Incendio del Monte Faito, condannato a 6 anni e 2 mesi di carcere il piromane

C.D.M., il sessantenne di Vico Equense arrestato lo scorso 17 agosto con l'accusa di essere il piromane del Monte Faito, è stato condannato a sei anni e due mesi di carcere, riconosciuto dunque come il responsabile dell'incendio che ha praticamente distrutto il Monte Faito questa estate.

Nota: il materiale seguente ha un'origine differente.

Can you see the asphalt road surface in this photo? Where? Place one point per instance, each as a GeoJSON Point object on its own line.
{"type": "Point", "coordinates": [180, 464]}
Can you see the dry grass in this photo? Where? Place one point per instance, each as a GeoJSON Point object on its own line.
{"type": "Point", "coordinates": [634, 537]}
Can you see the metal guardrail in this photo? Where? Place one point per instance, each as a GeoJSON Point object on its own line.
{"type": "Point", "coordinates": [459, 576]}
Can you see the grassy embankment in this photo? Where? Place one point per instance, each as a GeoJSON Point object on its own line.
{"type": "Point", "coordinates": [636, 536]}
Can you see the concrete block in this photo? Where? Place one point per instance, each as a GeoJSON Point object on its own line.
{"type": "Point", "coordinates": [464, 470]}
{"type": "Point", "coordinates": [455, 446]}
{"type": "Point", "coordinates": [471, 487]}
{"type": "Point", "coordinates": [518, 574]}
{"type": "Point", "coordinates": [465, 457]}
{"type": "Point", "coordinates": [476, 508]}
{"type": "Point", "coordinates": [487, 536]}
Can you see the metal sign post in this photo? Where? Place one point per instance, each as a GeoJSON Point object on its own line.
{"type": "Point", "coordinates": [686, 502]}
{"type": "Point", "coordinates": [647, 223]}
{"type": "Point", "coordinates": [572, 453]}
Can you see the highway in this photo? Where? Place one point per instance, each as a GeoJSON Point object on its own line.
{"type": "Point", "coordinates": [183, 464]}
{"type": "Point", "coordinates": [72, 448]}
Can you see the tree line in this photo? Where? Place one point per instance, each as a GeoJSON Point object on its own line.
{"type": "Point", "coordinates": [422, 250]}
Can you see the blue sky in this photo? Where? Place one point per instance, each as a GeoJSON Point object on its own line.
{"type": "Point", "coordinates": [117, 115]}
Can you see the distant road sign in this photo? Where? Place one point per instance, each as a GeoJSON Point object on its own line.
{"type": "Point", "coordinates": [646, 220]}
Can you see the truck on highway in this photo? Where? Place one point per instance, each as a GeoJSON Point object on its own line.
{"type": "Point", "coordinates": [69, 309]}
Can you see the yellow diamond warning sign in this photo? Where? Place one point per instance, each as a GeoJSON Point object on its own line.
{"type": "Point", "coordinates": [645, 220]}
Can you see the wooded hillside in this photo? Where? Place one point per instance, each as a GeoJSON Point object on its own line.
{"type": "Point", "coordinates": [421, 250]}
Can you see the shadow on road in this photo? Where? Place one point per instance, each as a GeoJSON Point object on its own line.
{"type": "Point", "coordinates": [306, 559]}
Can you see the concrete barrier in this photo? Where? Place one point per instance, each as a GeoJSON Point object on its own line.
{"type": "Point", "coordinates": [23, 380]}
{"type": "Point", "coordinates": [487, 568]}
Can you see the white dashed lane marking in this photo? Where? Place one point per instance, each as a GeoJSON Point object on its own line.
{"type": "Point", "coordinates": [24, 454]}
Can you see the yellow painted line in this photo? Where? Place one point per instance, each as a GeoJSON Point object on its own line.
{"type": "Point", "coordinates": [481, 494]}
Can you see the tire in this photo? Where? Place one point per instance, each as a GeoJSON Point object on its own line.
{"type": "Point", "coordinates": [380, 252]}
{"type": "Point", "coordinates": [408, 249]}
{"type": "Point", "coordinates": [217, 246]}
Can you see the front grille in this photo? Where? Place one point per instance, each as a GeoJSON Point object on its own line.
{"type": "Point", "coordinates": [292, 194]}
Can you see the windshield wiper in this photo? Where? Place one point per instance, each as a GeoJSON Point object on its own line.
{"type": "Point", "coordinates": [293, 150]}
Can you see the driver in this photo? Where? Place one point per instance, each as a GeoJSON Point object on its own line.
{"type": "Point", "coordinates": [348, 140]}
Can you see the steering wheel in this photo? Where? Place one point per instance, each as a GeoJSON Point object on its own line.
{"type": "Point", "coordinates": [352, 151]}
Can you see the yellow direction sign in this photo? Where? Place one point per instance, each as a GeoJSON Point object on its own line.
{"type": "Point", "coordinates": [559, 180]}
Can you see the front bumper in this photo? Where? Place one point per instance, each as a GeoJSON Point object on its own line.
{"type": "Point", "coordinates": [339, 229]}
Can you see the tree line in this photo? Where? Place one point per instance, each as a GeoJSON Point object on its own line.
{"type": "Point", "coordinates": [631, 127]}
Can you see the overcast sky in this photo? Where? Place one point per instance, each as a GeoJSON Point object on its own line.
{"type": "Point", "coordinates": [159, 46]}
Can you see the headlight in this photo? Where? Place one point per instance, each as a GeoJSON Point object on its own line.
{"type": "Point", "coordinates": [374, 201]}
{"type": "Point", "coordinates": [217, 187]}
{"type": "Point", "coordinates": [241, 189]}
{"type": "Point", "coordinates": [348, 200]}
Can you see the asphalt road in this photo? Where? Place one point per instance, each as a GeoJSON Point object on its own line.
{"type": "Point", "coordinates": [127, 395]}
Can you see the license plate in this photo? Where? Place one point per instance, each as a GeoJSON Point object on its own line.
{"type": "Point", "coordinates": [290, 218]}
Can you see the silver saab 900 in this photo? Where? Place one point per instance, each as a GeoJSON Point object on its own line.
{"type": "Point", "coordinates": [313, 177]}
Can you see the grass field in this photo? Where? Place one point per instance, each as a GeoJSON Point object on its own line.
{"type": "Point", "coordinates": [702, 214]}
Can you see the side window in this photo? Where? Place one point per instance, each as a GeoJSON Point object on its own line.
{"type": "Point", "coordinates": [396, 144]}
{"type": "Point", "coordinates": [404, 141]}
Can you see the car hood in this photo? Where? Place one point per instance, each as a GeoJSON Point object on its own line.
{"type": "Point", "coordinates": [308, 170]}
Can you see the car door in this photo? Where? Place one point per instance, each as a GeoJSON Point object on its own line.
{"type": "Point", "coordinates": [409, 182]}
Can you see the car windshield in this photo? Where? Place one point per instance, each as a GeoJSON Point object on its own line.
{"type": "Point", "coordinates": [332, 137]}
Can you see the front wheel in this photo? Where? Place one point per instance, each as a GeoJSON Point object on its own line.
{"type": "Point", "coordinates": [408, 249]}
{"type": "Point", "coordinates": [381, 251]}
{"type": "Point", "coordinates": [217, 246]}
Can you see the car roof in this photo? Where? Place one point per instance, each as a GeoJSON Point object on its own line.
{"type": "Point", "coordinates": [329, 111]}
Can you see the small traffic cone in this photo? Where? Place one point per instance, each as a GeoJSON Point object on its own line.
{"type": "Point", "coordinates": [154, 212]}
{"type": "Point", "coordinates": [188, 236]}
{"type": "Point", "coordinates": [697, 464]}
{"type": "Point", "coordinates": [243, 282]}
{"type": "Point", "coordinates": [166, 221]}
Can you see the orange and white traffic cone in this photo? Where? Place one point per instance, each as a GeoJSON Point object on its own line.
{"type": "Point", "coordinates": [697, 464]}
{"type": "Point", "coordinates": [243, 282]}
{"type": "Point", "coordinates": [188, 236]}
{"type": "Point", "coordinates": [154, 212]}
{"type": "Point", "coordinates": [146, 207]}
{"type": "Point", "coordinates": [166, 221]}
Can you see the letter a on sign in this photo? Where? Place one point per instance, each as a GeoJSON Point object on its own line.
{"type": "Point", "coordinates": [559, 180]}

Il giudizio è arrivato con rito abbreviato: l'uomo ha rinunciato a comparire dinanzi al giudice, ed al momento resta agli arresti domiciliari, mentre gli avvocati difensori preparano il secondo grado di giudizio. L'accusa aveva chiesto sei anni e otto mesi, mentre il collegio difensivo ne aveva addirittura chiesto l'assoluzione, per insufficienza e contraddittorietà della prova. Ma il giudice ha stabilito che l'uomo si è reso responsabile del reato di incendio boschivo, con l'aggravante di aver creato pericolo alle abitazioni. Il sessantenne dovrà anche riconoscere i danni in sede civile a WWF, VAS, Onlus Pro Faito e Comune di Vico Equense, tutti costituitisi parte civile nel processo. "Alle volte la giustizia funziona", ha spiegato l'avvocato della Pro Faito, sulla stessa lunghezza d'onda del presidente del WWF – Terre del Tirreno: "Ci auguriamo possa essere un valido deterrente per folli incendiari e piromani"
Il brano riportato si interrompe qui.